A comprehensive vibration analysis was conducted on a water feed line operating in a slug flow regime. Slug flow, characterized by large intermittent fluid slugs within the pipeline, can exert significant dynamic forces on piping systems, potentially leading to structural failures. A recent leakage incident at an elbow joint highlighted issues related to fatigue, with a temporary fix applied using a clamp and sealant.
To address the root cause of the problem and ensure a robust solution, Dynaflow Research Group (DRG) was engaged to perform a dynamic analysis of the piping and its supports. The urgency of the analysis was underscored by the presence of Hydrogen Cyanide (HCN) in the liquid, necessitating a swift and effective resolution. By optimizing the support arrangement, the impact of slug flow on the system was significantly reduced.
Analysis
The initial analysis was based on existing drawings, photographs, and field observations of the support configuration. A simulation of unbalanced loads, resulting from the passage of five slugs, was carried out using CAESAR II piping analysis software. The system’s response was examined, and the mode shapes of the eigenmodes were compared with observed vibrations. Stress analysis revealed several locations where material stresses approached the endurance limit of the piping material.
To mitigate these stress amplitudes, several modifications to the support arrangement were proposed.
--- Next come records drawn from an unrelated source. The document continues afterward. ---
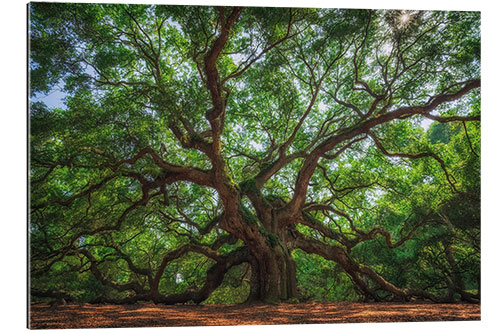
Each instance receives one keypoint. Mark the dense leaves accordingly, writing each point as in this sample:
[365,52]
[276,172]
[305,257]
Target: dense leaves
[227,154]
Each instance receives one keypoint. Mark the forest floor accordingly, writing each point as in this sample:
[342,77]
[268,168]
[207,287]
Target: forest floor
[150,315]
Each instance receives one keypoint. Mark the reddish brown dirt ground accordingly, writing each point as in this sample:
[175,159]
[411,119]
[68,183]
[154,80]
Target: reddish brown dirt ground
[149,315]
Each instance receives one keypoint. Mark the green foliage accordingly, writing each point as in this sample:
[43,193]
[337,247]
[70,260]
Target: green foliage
[117,171]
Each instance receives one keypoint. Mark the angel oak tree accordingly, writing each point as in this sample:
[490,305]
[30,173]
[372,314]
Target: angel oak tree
[237,135]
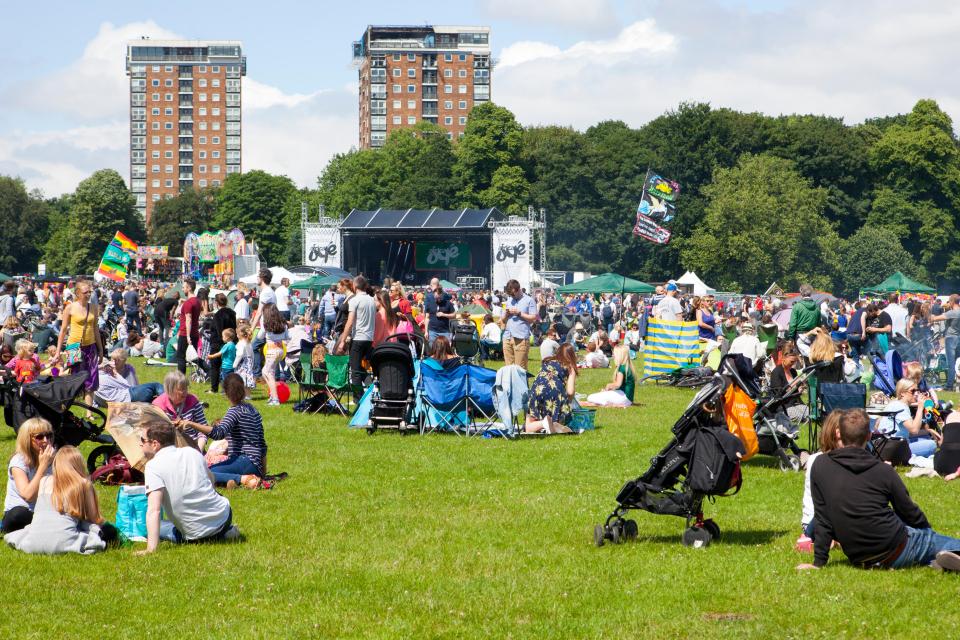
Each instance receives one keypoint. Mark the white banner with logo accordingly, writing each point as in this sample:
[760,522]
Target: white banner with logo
[321,246]
[512,253]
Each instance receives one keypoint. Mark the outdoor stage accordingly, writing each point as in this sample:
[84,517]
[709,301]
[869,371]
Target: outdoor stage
[472,247]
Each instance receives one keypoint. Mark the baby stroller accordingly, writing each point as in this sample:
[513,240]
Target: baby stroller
[53,400]
[392,397]
[700,460]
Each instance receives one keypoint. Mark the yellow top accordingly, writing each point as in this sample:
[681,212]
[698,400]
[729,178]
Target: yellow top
[82,328]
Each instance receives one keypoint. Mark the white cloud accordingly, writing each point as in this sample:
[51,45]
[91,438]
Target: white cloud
[592,15]
[805,59]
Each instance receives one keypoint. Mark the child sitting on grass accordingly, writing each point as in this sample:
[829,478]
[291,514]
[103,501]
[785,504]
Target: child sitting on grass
[227,353]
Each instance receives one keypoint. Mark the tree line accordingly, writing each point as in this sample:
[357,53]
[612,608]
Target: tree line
[799,198]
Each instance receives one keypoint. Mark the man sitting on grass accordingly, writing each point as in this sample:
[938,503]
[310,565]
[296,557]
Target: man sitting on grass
[853,492]
[177,480]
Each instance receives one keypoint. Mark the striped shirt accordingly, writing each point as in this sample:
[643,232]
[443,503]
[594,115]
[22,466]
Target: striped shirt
[242,426]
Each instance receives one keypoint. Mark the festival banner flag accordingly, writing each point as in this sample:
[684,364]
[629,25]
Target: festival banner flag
[670,344]
[656,208]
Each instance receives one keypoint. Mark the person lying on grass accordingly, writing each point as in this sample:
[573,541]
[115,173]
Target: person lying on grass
[618,393]
[853,492]
[177,481]
[242,426]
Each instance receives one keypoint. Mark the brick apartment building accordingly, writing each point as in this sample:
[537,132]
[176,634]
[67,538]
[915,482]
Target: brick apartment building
[184,115]
[412,74]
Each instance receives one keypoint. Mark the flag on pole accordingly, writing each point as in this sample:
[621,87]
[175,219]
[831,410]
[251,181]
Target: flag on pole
[670,344]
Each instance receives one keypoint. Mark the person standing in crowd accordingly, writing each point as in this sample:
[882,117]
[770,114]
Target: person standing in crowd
[189,332]
[241,307]
[360,327]
[898,316]
[439,310]
[224,318]
[519,312]
[283,298]
[267,296]
[669,307]
[80,320]
[804,316]
[131,308]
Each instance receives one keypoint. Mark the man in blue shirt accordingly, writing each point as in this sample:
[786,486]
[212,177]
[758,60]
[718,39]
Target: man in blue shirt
[519,311]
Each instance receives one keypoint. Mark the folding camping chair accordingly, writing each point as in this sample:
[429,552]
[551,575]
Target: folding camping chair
[459,399]
[830,396]
[337,384]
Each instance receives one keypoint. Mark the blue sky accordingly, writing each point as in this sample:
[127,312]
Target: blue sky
[569,62]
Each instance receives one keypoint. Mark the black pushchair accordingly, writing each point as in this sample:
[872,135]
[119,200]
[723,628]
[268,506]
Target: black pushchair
[701,460]
[392,397]
[53,400]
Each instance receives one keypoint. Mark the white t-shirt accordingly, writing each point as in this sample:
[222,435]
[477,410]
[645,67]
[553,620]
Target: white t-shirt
[189,499]
[668,309]
[283,298]
[13,498]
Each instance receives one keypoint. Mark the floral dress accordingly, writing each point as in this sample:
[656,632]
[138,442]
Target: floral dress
[548,395]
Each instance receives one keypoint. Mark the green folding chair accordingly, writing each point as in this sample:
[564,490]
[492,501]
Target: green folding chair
[337,384]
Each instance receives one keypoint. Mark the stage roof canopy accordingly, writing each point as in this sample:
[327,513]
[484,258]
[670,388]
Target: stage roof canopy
[431,219]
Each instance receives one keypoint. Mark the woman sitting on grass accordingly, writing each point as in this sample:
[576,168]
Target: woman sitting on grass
[618,393]
[829,441]
[182,406]
[67,518]
[26,468]
[242,426]
[552,392]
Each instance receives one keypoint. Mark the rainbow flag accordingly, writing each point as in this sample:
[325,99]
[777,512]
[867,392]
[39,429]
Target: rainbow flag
[670,344]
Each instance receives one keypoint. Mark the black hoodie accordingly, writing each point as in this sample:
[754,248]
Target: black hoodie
[853,492]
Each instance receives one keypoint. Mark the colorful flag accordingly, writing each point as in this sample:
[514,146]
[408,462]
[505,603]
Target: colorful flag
[670,344]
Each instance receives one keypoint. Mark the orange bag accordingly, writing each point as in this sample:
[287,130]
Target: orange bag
[738,409]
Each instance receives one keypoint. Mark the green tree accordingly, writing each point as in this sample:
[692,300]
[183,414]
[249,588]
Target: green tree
[23,226]
[101,206]
[172,218]
[763,222]
[254,203]
[870,256]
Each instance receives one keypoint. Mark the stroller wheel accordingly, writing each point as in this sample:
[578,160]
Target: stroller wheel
[712,528]
[599,535]
[790,462]
[696,538]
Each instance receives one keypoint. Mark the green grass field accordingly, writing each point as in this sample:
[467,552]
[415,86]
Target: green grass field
[448,537]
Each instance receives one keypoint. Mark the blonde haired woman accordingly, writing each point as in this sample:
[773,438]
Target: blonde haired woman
[28,465]
[67,518]
[80,319]
[619,392]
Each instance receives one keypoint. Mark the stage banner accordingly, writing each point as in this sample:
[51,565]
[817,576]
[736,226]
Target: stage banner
[437,256]
[670,344]
[322,247]
[512,253]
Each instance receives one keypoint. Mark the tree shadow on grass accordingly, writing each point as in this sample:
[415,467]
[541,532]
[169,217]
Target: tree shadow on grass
[743,537]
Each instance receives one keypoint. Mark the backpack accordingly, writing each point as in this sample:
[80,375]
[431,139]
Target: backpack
[715,466]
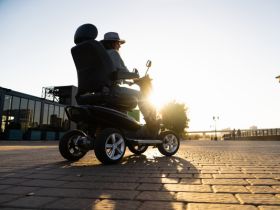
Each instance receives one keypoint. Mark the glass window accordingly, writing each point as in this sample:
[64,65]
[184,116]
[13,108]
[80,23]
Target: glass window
[14,114]
[23,114]
[51,110]
[61,114]
[45,114]
[6,111]
[30,112]
[37,114]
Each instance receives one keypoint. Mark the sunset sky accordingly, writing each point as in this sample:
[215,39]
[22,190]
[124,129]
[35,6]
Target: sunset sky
[220,57]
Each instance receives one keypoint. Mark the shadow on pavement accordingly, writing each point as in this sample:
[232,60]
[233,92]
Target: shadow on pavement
[148,181]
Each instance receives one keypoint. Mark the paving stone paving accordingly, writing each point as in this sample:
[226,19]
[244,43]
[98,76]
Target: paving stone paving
[203,175]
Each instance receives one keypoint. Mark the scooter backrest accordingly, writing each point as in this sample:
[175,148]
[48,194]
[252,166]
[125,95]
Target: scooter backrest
[93,64]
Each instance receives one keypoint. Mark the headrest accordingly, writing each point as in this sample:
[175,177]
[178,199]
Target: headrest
[85,32]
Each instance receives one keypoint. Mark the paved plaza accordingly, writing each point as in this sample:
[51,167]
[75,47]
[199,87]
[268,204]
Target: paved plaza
[202,175]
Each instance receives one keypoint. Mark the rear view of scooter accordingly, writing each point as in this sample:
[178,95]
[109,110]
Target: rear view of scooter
[103,124]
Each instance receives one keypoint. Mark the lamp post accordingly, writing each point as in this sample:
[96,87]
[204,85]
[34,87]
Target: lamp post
[215,118]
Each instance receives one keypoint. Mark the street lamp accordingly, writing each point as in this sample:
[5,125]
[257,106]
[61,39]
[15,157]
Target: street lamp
[215,118]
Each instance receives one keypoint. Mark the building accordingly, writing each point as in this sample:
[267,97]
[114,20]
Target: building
[28,117]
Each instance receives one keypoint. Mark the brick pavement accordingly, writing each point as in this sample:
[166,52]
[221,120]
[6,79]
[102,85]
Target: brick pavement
[203,175]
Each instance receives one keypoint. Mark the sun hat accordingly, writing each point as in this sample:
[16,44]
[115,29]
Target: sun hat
[113,36]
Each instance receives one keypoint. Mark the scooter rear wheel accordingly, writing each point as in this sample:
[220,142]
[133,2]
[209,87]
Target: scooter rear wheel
[68,147]
[170,144]
[137,149]
[109,146]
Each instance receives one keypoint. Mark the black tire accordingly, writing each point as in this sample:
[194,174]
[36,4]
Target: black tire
[68,147]
[170,145]
[109,146]
[137,149]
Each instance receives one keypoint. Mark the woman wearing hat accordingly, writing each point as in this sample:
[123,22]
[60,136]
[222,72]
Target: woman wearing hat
[112,44]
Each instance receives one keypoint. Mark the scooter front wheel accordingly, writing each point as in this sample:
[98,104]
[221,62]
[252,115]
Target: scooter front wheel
[170,143]
[68,145]
[109,146]
[137,149]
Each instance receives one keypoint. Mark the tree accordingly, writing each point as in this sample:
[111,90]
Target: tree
[174,117]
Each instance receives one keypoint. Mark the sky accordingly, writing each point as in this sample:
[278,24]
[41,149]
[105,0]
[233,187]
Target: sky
[219,57]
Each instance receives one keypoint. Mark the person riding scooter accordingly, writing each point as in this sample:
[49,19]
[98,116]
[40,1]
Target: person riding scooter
[112,44]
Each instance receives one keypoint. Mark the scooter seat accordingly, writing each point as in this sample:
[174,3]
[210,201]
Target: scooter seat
[119,102]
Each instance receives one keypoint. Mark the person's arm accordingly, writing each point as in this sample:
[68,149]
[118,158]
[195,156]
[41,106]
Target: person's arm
[121,70]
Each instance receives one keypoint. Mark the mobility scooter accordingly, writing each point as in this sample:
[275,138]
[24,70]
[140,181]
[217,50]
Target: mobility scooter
[103,124]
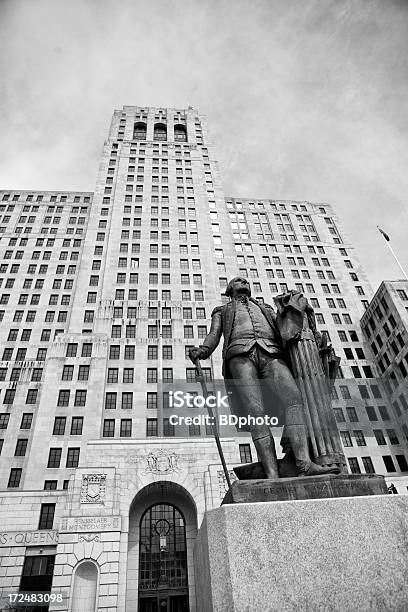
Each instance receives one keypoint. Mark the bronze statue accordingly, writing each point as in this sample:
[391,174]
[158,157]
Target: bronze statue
[256,342]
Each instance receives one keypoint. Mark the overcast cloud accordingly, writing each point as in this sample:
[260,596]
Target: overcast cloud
[305,99]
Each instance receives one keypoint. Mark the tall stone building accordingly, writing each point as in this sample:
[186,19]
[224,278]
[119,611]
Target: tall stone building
[385,325]
[101,293]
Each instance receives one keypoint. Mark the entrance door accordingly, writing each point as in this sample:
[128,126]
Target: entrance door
[163,580]
[164,603]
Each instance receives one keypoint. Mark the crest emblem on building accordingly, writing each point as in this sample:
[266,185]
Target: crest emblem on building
[93,489]
[162,462]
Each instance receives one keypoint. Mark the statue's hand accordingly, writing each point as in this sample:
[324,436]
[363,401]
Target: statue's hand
[196,353]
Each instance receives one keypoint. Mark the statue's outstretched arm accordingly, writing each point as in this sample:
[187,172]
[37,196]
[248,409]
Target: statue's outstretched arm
[212,339]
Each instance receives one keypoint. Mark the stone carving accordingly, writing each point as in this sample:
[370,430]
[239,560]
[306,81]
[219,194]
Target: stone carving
[277,364]
[90,537]
[222,481]
[86,524]
[162,462]
[93,489]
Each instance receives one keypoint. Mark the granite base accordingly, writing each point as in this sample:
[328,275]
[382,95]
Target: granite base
[328,555]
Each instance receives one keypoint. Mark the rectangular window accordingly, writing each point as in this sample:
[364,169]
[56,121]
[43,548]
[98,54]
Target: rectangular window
[151,428]
[21,447]
[26,420]
[368,465]
[389,463]
[125,428]
[14,478]
[168,428]
[72,457]
[110,401]
[108,428]
[151,400]
[80,398]
[345,438]
[54,458]
[83,373]
[76,426]
[46,516]
[359,436]
[59,426]
[354,466]
[379,436]
[245,453]
[127,400]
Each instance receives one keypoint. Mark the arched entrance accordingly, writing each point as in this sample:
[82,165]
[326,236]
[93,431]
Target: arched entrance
[162,533]
[163,581]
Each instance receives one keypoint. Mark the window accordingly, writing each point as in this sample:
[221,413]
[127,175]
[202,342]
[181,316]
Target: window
[354,466]
[21,447]
[46,516]
[128,375]
[108,428]
[351,413]
[379,436]
[50,485]
[127,400]
[54,458]
[14,478]
[26,420]
[110,400]
[389,464]
[72,350]
[167,375]
[371,413]
[76,426]
[83,373]
[151,428]
[402,463]
[125,428]
[129,352]
[338,413]
[151,375]
[151,401]
[59,426]
[114,352]
[345,438]
[368,465]
[80,398]
[152,352]
[9,396]
[72,457]
[392,436]
[245,453]
[359,436]
[168,428]
[67,372]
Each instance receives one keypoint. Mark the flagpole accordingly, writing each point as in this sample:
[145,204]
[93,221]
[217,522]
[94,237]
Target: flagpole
[387,240]
[397,260]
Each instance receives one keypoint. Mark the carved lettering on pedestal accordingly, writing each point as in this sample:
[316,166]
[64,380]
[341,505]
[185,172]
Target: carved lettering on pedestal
[90,537]
[162,462]
[93,489]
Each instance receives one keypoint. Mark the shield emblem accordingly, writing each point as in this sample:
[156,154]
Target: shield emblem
[93,490]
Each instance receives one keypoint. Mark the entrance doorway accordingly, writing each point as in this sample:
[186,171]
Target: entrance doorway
[163,577]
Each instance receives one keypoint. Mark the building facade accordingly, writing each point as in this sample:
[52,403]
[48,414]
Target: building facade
[101,296]
[385,325]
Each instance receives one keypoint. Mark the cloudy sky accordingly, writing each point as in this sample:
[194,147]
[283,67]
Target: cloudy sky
[306,99]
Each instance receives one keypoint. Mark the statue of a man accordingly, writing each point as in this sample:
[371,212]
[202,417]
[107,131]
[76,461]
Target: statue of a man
[253,360]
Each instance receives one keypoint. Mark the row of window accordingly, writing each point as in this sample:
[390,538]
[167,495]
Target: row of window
[40,197]
[361,441]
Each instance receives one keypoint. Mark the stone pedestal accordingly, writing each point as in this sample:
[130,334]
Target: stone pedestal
[328,555]
[308,487]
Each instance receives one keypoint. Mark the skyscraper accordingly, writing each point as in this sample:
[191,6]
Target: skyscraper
[101,295]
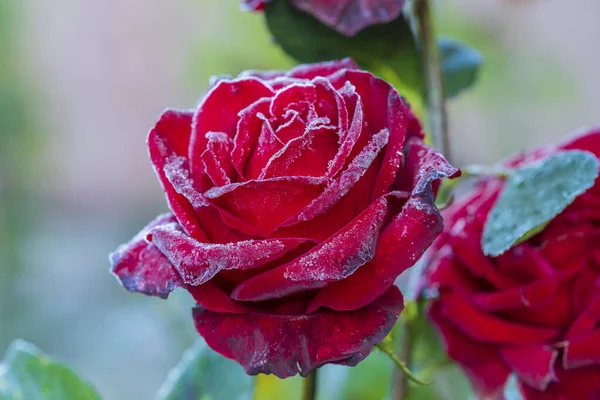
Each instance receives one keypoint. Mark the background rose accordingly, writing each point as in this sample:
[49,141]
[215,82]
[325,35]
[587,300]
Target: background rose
[534,311]
[346,16]
[297,199]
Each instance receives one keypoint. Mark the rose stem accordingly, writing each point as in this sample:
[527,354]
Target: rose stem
[309,386]
[400,387]
[438,126]
[434,78]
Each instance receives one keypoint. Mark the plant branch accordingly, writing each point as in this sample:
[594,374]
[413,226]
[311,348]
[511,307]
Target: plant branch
[401,364]
[309,386]
[434,78]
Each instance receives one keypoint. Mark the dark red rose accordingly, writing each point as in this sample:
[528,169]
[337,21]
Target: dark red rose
[296,200]
[534,311]
[346,16]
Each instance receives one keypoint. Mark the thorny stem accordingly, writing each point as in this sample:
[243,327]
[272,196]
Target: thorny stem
[400,385]
[401,364]
[434,78]
[309,386]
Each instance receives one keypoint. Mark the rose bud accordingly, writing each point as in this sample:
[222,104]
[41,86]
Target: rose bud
[296,200]
[345,16]
[532,312]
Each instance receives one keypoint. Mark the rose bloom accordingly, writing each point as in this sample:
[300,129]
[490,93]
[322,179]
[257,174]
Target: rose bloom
[534,311]
[345,16]
[296,200]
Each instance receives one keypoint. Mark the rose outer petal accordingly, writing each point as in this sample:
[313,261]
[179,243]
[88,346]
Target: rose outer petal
[304,71]
[351,16]
[533,365]
[479,360]
[140,266]
[212,116]
[331,260]
[199,262]
[285,345]
[168,139]
[402,242]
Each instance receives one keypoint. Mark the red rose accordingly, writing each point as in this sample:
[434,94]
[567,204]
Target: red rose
[297,199]
[534,311]
[346,16]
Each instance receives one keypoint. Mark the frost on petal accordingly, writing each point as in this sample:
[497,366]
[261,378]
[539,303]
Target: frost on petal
[351,16]
[393,156]
[217,158]
[285,345]
[402,242]
[161,151]
[140,267]
[198,262]
[267,145]
[217,225]
[266,204]
[332,260]
[218,112]
[211,297]
[248,131]
[304,71]
[308,155]
[346,180]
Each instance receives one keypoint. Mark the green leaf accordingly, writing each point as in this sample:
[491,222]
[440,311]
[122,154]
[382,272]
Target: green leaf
[387,50]
[460,65]
[534,195]
[28,374]
[203,374]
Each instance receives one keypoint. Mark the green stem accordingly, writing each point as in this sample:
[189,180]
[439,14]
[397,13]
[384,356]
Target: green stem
[400,385]
[309,386]
[434,78]
[401,365]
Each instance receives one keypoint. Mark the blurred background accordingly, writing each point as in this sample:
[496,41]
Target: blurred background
[81,82]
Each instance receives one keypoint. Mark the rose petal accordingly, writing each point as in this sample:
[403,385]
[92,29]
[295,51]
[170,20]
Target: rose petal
[351,16]
[213,298]
[218,225]
[332,260]
[392,157]
[212,116]
[583,350]
[586,321]
[217,159]
[531,296]
[285,345]
[341,185]
[249,129]
[488,327]
[268,145]
[198,262]
[480,362]
[579,384]
[308,155]
[351,136]
[305,71]
[140,267]
[163,144]
[587,139]
[401,243]
[533,365]
[339,215]
[266,204]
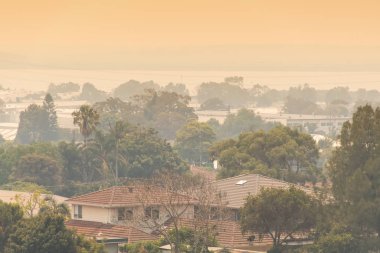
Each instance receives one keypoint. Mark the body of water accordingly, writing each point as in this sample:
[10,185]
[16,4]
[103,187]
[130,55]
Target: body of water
[39,79]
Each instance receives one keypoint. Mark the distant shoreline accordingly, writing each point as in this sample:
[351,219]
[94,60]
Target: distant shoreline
[39,79]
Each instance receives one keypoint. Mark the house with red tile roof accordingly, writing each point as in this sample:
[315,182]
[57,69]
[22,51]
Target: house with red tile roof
[110,215]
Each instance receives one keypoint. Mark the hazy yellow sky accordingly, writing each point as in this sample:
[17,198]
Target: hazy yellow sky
[191,34]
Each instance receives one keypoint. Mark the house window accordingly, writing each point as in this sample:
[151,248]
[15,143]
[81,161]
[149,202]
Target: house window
[124,214]
[78,211]
[152,213]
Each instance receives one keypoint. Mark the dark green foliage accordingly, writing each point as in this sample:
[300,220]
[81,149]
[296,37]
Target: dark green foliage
[10,154]
[353,169]
[48,105]
[164,111]
[39,169]
[147,153]
[10,214]
[113,110]
[230,93]
[47,233]
[193,140]
[281,153]
[279,213]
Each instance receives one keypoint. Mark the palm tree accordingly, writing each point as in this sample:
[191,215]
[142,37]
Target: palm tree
[86,118]
[118,132]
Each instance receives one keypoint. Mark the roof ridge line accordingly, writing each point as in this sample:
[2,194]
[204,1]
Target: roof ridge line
[228,178]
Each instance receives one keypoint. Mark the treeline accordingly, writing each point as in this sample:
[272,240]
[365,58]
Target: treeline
[129,139]
[45,232]
[341,218]
[234,93]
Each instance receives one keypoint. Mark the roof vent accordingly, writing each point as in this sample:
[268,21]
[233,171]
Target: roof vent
[241,182]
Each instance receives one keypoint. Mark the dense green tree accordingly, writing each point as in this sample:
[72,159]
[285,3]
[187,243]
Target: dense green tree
[281,152]
[33,126]
[230,93]
[353,170]
[48,105]
[11,153]
[164,111]
[86,118]
[279,213]
[10,214]
[193,140]
[47,233]
[71,160]
[147,154]
[113,110]
[39,169]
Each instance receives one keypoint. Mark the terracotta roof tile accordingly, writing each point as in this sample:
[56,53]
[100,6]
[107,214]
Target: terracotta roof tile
[123,196]
[101,230]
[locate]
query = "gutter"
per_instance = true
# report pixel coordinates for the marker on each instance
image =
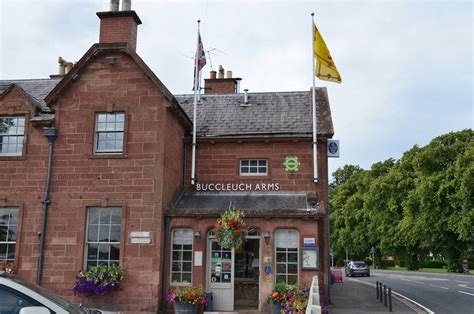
(51, 134)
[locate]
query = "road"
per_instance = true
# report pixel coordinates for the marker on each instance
(441, 293)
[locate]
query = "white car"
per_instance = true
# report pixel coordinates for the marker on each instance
(20, 297)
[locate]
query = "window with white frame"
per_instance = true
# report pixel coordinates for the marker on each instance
(253, 167)
(8, 228)
(109, 132)
(182, 257)
(12, 135)
(286, 256)
(103, 236)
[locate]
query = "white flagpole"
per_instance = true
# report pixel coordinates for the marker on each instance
(196, 88)
(315, 137)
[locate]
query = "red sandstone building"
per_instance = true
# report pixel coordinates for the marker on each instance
(119, 143)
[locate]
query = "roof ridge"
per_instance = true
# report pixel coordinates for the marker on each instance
(26, 80)
(235, 94)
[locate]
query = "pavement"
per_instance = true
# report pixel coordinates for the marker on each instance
(357, 297)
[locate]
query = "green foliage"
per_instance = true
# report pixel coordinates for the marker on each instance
(229, 228)
(421, 203)
(432, 264)
(388, 263)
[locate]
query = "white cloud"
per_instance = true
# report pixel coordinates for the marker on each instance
(407, 67)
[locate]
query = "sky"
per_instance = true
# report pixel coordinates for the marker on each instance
(407, 66)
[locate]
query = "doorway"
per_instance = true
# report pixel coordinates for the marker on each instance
(247, 273)
(233, 275)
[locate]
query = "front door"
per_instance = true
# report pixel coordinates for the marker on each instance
(220, 276)
(247, 273)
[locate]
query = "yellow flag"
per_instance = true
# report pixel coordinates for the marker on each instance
(325, 68)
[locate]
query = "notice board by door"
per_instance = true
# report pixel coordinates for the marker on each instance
(220, 276)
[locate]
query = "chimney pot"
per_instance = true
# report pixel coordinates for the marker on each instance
(126, 5)
(221, 72)
(69, 66)
(62, 66)
(114, 5)
(119, 27)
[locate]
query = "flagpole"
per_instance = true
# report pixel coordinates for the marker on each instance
(196, 87)
(315, 138)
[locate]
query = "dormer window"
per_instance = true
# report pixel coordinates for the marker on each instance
(253, 167)
(109, 133)
(12, 135)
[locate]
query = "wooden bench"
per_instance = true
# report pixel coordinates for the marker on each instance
(337, 275)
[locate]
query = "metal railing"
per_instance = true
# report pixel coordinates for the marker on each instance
(384, 294)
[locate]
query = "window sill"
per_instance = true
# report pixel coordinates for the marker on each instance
(108, 156)
(263, 176)
(12, 158)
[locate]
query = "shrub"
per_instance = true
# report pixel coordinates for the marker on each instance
(432, 264)
(98, 280)
(188, 294)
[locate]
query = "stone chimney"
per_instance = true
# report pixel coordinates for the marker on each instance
(221, 85)
(119, 26)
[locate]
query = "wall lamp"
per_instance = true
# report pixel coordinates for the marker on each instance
(197, 236)
(266, 236)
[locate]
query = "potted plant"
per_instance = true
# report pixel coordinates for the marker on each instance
(277, 297)
(98, 280)
(229, 228)
(288, 299)
(9, 267)
(186, 299)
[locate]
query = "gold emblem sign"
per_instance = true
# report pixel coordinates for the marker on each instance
(292, 164)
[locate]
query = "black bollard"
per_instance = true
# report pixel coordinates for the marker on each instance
(389, 299)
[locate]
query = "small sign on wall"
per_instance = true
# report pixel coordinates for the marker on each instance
(333, 148)
(141, 240)
(309, 242)
(198, 258)
(140, 237)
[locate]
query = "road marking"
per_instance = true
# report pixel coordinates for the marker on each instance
(439, 287)
(419, 282)
(427, 310)
(466, 293)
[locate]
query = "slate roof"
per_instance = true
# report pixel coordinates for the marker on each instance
(250, 200)
(271, 113)
(221, 115)
(37, 89)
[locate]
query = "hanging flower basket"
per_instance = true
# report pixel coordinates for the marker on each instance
(230, 229)
(8, 267)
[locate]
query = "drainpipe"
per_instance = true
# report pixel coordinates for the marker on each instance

These adjustments effectively eliminated the eigenmodes that contributed most significantly to the system’s response, thus reducing dynamic stress amplitudes and extending the fatigue life of the system.
Although some changes were no longer critical for bringing dynamic stress levels below the endurance limit, they were recommended to further enhance system integrity under slug flow conditions. These additional recommendations included minimizing support clearances and modifying trunnion supports. Each proposed modification was also evaluated for its impact on the system’s static flexibility.
Results
The vibration analysis led to essential recommendations for reducing dynamic stress amplitudes to levels well below the endurance limit. Furthermore, additional modifications were suggested to further diminish the impact of slug loads. While these additional changes were not critical for meeting endurance limits, they contributed to improving the overall dynamic behavior and system integrity in a slug flow regime. The recommended modifications involved refining support clearances and adapting trunnion supports, all of which were assessed for static acceptability.
By implementing these recommendations, the system’s performance and durability under slug flow conditions were significantly enhanced, ensuring a more reliable operation in the presence of HCN.